Eğer askerleri sağ salim götürürse harcadığı ilişki puanlarını geri kazanabilecekti. Ve seviyeleri daha yüksek dönerlerse fazladan puan da kazanabilecekti. İlişki puanı ödül ve parayla ilişkiliydi.

 

Bir yüzbaşının ölümünün kaybettireceği puan göz önüne alınınca bu üzüntüsü az bile sayılırdı!

 

Weed’in gözleri hala kızarıkken, yutkunup Rosenheim askerlerine döndü.

 

“Dale dışında kaybımız ne kadar?”


“Liç ile savaşırken aramızdan 25 kişi daha hayatını kaybetti. Ama sağ kalanlar omuzlarında onların onurunu da taşıyacaktır!”

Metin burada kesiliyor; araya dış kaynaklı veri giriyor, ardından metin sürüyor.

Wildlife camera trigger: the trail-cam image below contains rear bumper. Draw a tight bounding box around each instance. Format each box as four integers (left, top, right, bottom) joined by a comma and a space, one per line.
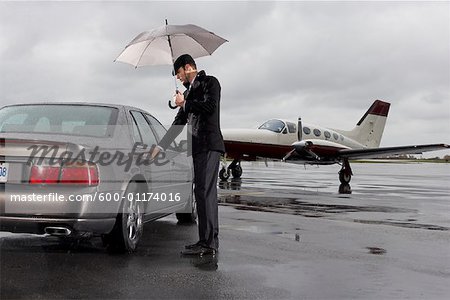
0, 216, 116, 234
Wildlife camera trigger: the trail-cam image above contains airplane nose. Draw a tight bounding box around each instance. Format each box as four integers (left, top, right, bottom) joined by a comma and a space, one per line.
292, 141, 313, 153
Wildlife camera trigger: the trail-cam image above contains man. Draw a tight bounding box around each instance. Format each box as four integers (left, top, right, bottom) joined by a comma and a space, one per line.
152, 54, 225, 255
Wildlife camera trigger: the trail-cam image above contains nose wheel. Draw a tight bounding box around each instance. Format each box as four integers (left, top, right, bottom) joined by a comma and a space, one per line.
219, 159, 242, 181
339, 159, 353, 194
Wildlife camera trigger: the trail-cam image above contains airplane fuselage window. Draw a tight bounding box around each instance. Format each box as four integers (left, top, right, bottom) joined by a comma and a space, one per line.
313, 128, 322, 136
303, 127, 311, 134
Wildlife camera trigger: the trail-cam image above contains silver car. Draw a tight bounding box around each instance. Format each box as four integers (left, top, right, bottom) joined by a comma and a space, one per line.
0, 103, 196, 252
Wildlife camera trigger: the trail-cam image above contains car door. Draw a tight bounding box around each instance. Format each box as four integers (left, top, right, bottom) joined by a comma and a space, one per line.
130, 110, 174, 214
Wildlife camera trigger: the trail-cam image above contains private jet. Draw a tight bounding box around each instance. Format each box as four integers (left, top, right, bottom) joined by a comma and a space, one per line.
219, 100, 449, 190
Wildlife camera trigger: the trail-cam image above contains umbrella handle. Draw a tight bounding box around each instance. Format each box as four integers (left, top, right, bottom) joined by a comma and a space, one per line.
168, 100, 178, 109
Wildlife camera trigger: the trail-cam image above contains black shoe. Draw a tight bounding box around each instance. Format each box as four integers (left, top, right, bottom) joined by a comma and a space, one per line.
184, 241, 201, 249
181, 246, 216, 256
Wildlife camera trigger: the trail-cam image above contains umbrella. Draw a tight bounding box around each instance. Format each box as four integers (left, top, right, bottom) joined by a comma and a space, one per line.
114, 20, 228, 108
115, 20, 227, 68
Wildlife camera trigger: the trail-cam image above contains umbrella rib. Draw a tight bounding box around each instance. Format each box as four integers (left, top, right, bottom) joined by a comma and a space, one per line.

“Artık yoklar. Artık aramızda değiller ama her daim kalplerimizde yaşayacaklar. Onları asla unutmayacağız.”


“Evet, kumandanım!”

 

Ölümsüzlere karşı savaşırken hepsinin ölüp gitmemesi bir mucize sayılabilirdi. Rahiplerin iyileştirme gücü düşündüğünden çok daha fazla fayda sağlamıştı.

 

Buran, Becker, Hosram ve diğerleri bolca seviye atlamışlardı. Görev sağ olsun, normal askerlerin ortalama seviye artışı 70 civarındaydı. Krallığa döndüklerinde muhtemelen neredeyse hepsi terfi alacaklardı.

 

Sıradan askerlerin hali böyleyken, Kraliyet Şövalyeleri 10 ila 20, hatta daha fazla seviye atlamışlardı.

 

Askerleri kontrol ettikten sonra Weed ruh çağıranlarla buluşmak için karanlık şatoya gitti. Weed’in yoldaşları onu o noktaya kadar takip edip durdular.

 

Kalenin her tarafında dolaşan kara tenli Elfler grubun ilgisini çekmişti.

 

“Weed, biz biraz dolaşıp etrafa bakınacağız.”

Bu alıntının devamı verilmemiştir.